Qualche giorno fa si parlava dell'atteggiamento che assumiamo nei confronti del nostro corpo in estate: coprirsi o spogliarsi sono due comportamenti opposti, ma che ognuna di noi decide di assumere in base al rapporto con il proprio corpo.

A volte però, i problemi da "nascondere" durante la denudazione estiva sono un pochino più complicati e imbarazzanti del rotolino di grasso sulla pancia, della smagliatura sulla coscia o della cellulite sul sedere. Alcune di noi possono ritrovarsi a fare i conti con brutti ricordi di cui si portano indelebili segni addosso: le cicatrici, piccole, grandi, brutte o accettabili che siano, sono sempre foriere di problemi passati, che inevitabilmente si ripercuotono sul presente.

Le implicazioni psicologiche sono innumerevoli: ricordi di sofferenze varie si mischiano alle maldicenze della gente e al presunto buongusto, nonchè alla fissazione voluta dall'estetica moderna per la perfezione del corpo. Il presunto buon senso popolare direbbe di coprirsi senza indugi, perchè le imperfezioni sono "orrende malformazioni" da nascondere e non sia mai che qualcuno possa vederle e parlarne male.

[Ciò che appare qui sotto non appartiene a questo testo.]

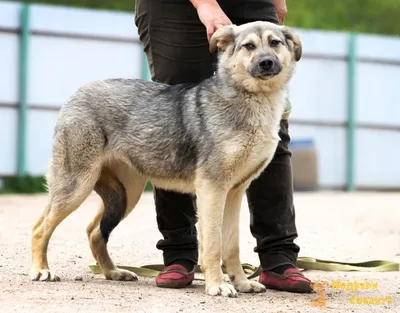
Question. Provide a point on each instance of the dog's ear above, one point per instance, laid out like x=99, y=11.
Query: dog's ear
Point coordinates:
x=222, y=38
x=297, y=46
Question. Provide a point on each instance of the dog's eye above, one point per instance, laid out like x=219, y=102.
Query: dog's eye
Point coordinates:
x=274, y=43
x=249, y=46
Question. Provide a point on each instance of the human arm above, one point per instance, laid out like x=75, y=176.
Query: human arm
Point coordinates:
x=281, y=9
x=211, y=15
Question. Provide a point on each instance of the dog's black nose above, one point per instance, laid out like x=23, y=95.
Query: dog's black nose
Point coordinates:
x=266, y=63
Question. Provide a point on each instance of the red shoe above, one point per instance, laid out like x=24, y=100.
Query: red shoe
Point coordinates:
x=174, y=276
x=292, y=280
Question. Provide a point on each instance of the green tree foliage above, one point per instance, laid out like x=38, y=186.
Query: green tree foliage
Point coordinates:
x=367, y=16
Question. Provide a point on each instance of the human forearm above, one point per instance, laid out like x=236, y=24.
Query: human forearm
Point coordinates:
x=196, y=3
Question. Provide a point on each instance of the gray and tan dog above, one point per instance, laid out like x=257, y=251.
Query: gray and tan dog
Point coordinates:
x=209, y=139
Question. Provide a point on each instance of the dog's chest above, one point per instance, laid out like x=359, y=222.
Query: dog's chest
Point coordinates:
x=247, y=154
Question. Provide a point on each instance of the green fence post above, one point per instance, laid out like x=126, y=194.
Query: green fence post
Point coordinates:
x=23, y=88
x=350, y=136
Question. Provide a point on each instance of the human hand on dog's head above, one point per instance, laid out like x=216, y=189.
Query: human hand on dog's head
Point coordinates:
x=211, y=15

La cultura dell'apparire ci insegna poi che simili nefandezze sarebbero da buttare dalla rupe Tarpea.

Io però dico una cosa: se gonne corte, top ristretti, costumi mignon e quell'impareggiabile sensazione di leggerezza che viene dal vestire estivo ovviamente più succinto di quello delle altre stagioni, piace, perchè doversene privare per non offendere il pudore di quelli che potrebbero buttare l'occhio su una cicatrice? Al contrario, chi vuole nascondere certi segni, che magari sono più interiori che esteriori, è ovviamente liberissima di farlo, l'importante è essere consapevoli del perchè lo si fa, un perchè in accordo con se stessi e non con gli altri. Mi piacerebbe sapere come vi comportate o come vi comportereste voi, perchè donne con questi problemi ce ne sono molte più di quel che pensiamo.